Much like Welcome to Nightvale, I feel like a lot of people have forgotten just how big and influential Yuri on Ice was. It fully broke into the mainstream. It was everywhere. Evgenia Medvedeva, the top female figure skater in 2016 and 2017, had YOI plushies thrown to her on the ice and wore a Victuuri tshirt to an interview. Japanese pair skaters Miu Suzaki and Ryuichi Kihara skated to the YOI theme at the fucking Pyeongchang 2018 Olympics. The Olympics. Canadian ice dancer Joseph Johnson did the ‘J.J. Style’ hand symbol in the kiss and cry. Johnny Weir made me cry by talking about how he wished the homophobic world of figure skating he experienced could have been more like the kinder world of Yuri on Ice.

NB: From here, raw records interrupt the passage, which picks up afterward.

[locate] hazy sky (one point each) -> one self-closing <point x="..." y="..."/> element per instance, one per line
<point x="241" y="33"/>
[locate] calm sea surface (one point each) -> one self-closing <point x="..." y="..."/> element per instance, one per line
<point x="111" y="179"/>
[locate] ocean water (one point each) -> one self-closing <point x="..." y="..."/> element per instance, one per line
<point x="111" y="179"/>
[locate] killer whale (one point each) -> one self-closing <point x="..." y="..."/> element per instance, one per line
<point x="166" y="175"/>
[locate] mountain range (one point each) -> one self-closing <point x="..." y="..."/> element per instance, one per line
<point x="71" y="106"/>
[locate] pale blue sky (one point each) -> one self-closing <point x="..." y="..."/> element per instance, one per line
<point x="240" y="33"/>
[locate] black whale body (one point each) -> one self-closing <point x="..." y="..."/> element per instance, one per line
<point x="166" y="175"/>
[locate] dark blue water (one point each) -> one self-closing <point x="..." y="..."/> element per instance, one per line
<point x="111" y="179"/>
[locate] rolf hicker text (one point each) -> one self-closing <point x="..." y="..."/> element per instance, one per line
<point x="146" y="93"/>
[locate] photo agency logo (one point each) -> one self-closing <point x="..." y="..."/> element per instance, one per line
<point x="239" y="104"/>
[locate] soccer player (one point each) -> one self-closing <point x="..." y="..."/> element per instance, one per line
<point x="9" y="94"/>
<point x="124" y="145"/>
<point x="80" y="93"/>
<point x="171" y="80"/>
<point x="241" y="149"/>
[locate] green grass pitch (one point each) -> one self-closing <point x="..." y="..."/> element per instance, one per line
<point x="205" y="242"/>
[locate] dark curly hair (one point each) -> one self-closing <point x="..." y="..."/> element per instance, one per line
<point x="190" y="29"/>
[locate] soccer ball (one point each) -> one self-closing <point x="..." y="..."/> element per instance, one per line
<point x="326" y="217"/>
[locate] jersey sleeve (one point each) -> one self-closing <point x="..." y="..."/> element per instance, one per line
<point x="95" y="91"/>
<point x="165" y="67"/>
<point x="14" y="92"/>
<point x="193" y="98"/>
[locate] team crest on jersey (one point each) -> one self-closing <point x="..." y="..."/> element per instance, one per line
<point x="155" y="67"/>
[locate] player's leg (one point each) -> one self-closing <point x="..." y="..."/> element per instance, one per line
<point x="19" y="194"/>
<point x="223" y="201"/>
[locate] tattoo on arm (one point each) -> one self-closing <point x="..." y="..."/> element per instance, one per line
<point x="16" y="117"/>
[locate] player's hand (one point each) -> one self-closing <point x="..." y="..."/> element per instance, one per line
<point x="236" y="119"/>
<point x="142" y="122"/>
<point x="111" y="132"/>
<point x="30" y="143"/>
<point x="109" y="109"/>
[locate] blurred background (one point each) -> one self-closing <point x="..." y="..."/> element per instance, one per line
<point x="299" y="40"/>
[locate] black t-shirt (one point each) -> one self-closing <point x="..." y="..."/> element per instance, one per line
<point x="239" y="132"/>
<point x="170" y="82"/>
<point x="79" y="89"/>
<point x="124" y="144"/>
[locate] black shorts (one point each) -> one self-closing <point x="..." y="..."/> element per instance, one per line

There were cameos and references to it everywhere. Everyone was talking about it. People who had never watched anime were watching it. It was so big it crashed Crunchyroll and Tumblr. Twice. And all that for what was at its core, a queer love story that helped pave the way for more queer stories to come.
It aired in Japan in a midnight/1 am timeslot. It was a 12 episode limited series. And it was still absolutely huge in Japan two, three, four years later.
Yūri's hometown of Hasetsu was modelled on the real town of Karatsu in Saga Prefecture. I visited in 2019, and there was Yuri on Ice stuff ALL OVER the town. Everyone knew about it. There were standees in Karastsu-jō. The onsen that Yū-topia was modelled on was bursting with memoriabilia.
Mizuno, a Japanese sportswear brand that sponsors some of the country's top skaters, made replicas of Yūri's training gear. All of their flagship stores put out displays for Yūri's canon birthday in November—even most recently in 2022.
I was fortunate enough to go to Yūri on Concert in 2018. Coincidentally, I went to the show that was livestreamed. Y'know, the one where they announced Adolenscent on Ice. The middle-aged lady sitting next to me had been to the show three times.
Over the winter of 2018/2019, the entire series was screened at major cinemas over a three-week period in January. Each screening I went to was packed.
I also went to the Yūri on Ice exhibition that was hosted by LOFT Umeda (and in other places around the country). They had full-life replicas of the costumes. Replicas of the medals. A gallery of animation cels and handdrawn frames. Photo ops. A pop-up shop where I spent so much they gave me a copy of all three free-with-purchase posters.
One of my students once saw the charm on my phone, and correctly identified it as Yūri Katsuki, even though she had never watched the show, even though it was the most generic looking black-haired anime boy charm ever (the outfit was his one from the ED theme, i.e., plain black sportswear. He didn't even have his glasses).
Japan is not a country that, politically, is very welcoming or inclusive of queer people. I was nervous to live there, because I felt like I would have to put my queer identity on hold, that I would have to mute myself. But I met amazing queer people in Japan whom I still think of as family. And the whole-hearted embrace of Yūri on Ice, of an unashamedly queer love story based around one of the most popular sports in the country, made me feel like my heart was overflowing.
It aired on a middle-of-the-night timeslot. And everyone knew about it. In Japan.
My queer experience in Japan was astonishing, and not entirely predicated on Yūri on Ice. But it would be a bald-faced lie to say that Yūri on Ice wasn't something that significantly contributed to my life there in an entirely positive way.